Lettre aux non-informaticiens by brevets-logiciels.info Monday August 25, 2003 at 03:53 PM |
Brevets logiciels: il est urgent pour l'Europe, donc pour nous, de comprendre qu'il ne s'agit pas d'un débat entre informaticiens, mais bien d'un choix hautement politique qui peut remettre en cause notre indépendance et nos libertés.
Vous savez tous que l'informatique en général et de façon
plus visible l'Internet sont en train de prendre une place prépondérante
dans notre vie. Les échanges d'informations (entre entreprises et
entre particuliers) sont de plus en plus souvent réalisés avec
des moyens informatisés. Les modes de communication ont été
largement modifiés par le courrier électronique ou les messageries
instantanées. Les services fournis par l'informatique dans une entreprise
sont maintenant considérés comme stratégiques par l'entreprise.
Cet enjeu stratégique prend encore plus d'importance pour les services
gouvernementaux (sûreté nucléaire, militaire, les renseignements,
etc).
Or le 17 juin 2003, sur proposition de l'Office Européen des Brevets
(OEB), une des commissions du Parlement européen (la commission juridique)
a adopté un rapport qui autorise la brevetabilité du logiciel.

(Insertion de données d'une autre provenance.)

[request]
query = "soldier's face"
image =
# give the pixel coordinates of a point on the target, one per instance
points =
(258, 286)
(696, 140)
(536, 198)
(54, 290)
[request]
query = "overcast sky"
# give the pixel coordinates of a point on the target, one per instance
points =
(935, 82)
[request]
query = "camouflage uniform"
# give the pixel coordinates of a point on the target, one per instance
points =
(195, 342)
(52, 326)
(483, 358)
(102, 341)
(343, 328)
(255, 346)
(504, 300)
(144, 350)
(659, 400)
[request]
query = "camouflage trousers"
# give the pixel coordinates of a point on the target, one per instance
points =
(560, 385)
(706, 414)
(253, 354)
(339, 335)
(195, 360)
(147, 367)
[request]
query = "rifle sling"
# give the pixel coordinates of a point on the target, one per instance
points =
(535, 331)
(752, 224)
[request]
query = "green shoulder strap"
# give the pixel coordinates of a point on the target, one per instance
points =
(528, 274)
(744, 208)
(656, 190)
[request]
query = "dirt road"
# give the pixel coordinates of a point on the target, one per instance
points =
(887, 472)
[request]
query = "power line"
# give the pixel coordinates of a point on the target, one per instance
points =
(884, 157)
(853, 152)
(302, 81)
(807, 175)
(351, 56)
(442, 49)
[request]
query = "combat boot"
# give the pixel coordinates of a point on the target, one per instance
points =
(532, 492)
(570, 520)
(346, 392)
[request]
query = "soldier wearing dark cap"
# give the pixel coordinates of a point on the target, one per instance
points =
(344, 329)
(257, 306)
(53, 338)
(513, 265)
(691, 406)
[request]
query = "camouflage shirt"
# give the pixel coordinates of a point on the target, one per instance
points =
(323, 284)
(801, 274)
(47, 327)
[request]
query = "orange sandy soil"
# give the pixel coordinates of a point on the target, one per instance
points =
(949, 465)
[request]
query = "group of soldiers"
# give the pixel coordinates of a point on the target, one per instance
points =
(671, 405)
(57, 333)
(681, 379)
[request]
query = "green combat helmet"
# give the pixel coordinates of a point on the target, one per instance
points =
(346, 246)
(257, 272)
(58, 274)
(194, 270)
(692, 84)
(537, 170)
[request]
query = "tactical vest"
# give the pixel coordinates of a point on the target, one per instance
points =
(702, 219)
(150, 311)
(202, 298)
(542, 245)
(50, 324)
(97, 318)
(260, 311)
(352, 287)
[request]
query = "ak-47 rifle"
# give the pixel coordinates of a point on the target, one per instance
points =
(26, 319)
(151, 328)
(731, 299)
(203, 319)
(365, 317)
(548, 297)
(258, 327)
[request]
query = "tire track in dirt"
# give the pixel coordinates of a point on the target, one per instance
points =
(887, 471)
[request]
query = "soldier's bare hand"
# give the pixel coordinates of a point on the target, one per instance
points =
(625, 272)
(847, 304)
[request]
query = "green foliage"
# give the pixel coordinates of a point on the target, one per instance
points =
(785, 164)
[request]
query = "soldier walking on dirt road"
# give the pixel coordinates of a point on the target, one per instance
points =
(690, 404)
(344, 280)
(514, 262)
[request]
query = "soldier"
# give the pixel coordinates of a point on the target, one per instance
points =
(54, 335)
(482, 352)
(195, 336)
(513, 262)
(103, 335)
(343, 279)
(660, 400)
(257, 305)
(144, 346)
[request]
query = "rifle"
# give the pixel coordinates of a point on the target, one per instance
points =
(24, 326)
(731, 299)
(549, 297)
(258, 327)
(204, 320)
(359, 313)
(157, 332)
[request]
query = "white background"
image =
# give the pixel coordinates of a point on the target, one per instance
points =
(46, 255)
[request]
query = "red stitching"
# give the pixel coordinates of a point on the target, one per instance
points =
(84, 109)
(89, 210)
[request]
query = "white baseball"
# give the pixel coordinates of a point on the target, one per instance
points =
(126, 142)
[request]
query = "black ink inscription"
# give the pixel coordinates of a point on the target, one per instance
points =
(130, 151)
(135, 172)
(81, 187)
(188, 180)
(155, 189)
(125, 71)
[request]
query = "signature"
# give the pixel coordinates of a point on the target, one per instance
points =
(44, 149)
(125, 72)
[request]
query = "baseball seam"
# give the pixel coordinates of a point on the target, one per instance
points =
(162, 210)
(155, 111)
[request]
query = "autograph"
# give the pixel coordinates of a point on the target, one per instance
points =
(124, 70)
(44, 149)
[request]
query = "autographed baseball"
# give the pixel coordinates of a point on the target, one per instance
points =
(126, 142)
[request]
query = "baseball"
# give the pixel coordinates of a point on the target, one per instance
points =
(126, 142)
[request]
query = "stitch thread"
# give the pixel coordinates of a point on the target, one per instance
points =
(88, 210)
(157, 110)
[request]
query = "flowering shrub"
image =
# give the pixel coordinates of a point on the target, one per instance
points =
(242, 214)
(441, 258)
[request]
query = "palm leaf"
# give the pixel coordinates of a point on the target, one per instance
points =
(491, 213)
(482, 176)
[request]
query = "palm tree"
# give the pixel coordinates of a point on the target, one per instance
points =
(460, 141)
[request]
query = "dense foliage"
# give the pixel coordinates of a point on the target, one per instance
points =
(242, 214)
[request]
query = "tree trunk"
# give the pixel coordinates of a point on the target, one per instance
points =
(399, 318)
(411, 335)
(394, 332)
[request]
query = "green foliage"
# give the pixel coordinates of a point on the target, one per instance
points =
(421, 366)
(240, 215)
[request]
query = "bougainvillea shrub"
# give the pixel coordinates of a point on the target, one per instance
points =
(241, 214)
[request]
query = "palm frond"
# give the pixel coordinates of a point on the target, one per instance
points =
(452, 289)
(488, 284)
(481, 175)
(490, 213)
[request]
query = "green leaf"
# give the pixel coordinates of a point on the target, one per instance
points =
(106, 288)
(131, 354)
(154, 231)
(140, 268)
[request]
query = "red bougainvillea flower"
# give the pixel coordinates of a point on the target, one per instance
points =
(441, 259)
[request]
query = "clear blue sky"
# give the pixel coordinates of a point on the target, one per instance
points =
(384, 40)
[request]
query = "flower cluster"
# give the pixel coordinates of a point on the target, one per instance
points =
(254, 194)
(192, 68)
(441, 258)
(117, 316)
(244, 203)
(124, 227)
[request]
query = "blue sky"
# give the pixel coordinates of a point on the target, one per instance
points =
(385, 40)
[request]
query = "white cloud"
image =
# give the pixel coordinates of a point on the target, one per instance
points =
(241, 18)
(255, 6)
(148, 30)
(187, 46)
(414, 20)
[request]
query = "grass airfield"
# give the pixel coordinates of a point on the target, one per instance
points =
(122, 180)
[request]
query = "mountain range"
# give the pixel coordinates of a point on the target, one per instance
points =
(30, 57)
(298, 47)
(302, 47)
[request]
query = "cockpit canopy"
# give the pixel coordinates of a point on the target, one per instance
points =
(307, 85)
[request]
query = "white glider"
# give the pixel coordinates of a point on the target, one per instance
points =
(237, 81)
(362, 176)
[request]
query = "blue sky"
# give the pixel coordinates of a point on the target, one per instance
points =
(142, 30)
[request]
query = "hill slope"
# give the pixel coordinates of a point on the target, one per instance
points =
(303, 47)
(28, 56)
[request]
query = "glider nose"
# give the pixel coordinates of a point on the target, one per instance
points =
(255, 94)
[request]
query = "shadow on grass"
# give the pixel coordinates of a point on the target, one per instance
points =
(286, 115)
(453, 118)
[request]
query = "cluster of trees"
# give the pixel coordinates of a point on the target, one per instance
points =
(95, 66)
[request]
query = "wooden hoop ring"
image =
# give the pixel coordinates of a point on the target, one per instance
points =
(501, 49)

Il faut aussi savoir que les lobbies pro-brevets avaient réussi à
faire avancer la date du vote définitif (au 1er juin) afin de bloquer
toute tentative de contre-lobbying. Le vote définitif aura bien lieu
en séance plénière le 1er septembre 2003 à Strasbourg.
Où est le problème ?
Il faut savoir qu'un logiciel est écrit par un programmeur sous forme
de texte: c'est le code source. Ceci justifie la protection actuelle du code
source par le droit d'auteur, comme les écrits (les livres, articles
par exemple) sont protégés par le droit d'auteur. Si vous écrivez
une recette de cuisine pour faire un nouveau type de crêpes, votre
écrit est protégé par le droit d'auteur. Je ne peux pas
copier votre recette telle quelle sans votre accord sinon je peux être
poursuivi pour plagiat. C'est l'application normale du droit d'auteur. Je
peux par contre réécrire votre recette mais à ma façon.
Je peux ainsi faire les mêmes crêpes car vous ne pouvez pas breveter
les crêpes. Néanmoins, les brevets actuels peuvent intervenir.
Si vous inventez le fouet qui permet de monter les oeufs en neige, vous pouvez
breveter le fouet. Vous avez breveté un moyen technique pour monter
les oeufs en neige. Par contre, et c'est important, vous ne pouvez pas breveter
l'idée de monter les oeufs en neige. Ainsi si j'invente le mixeur
pour monter les oeufs en neige, je peux breveter ce moyen technique et être
en concurrence avec vous sur le marché des outils pour "monter les
oeufs en neige". Les brevets actuels ne sont pas un frein à l'innovation.
Malheureusement les brevets logiciels qui risquent d'être votés
ne font pas suffisamment la distinction entre le moyen technique (le code
source qui est souvent considéré comme le moyen technique et
est déjà protégé par le droit d'auteur) et l'idée,
les concepts sous-jacents (ce que fait et manipule le programme).
Pour en revenir aux logiciels, voici un autre exemple. La barre de progression,
que vous voyez quand vous effacez ou déplacez un dossier, ou bien
chargez une page web, est brevetée (EP 394160, valide jusqu'en 2010).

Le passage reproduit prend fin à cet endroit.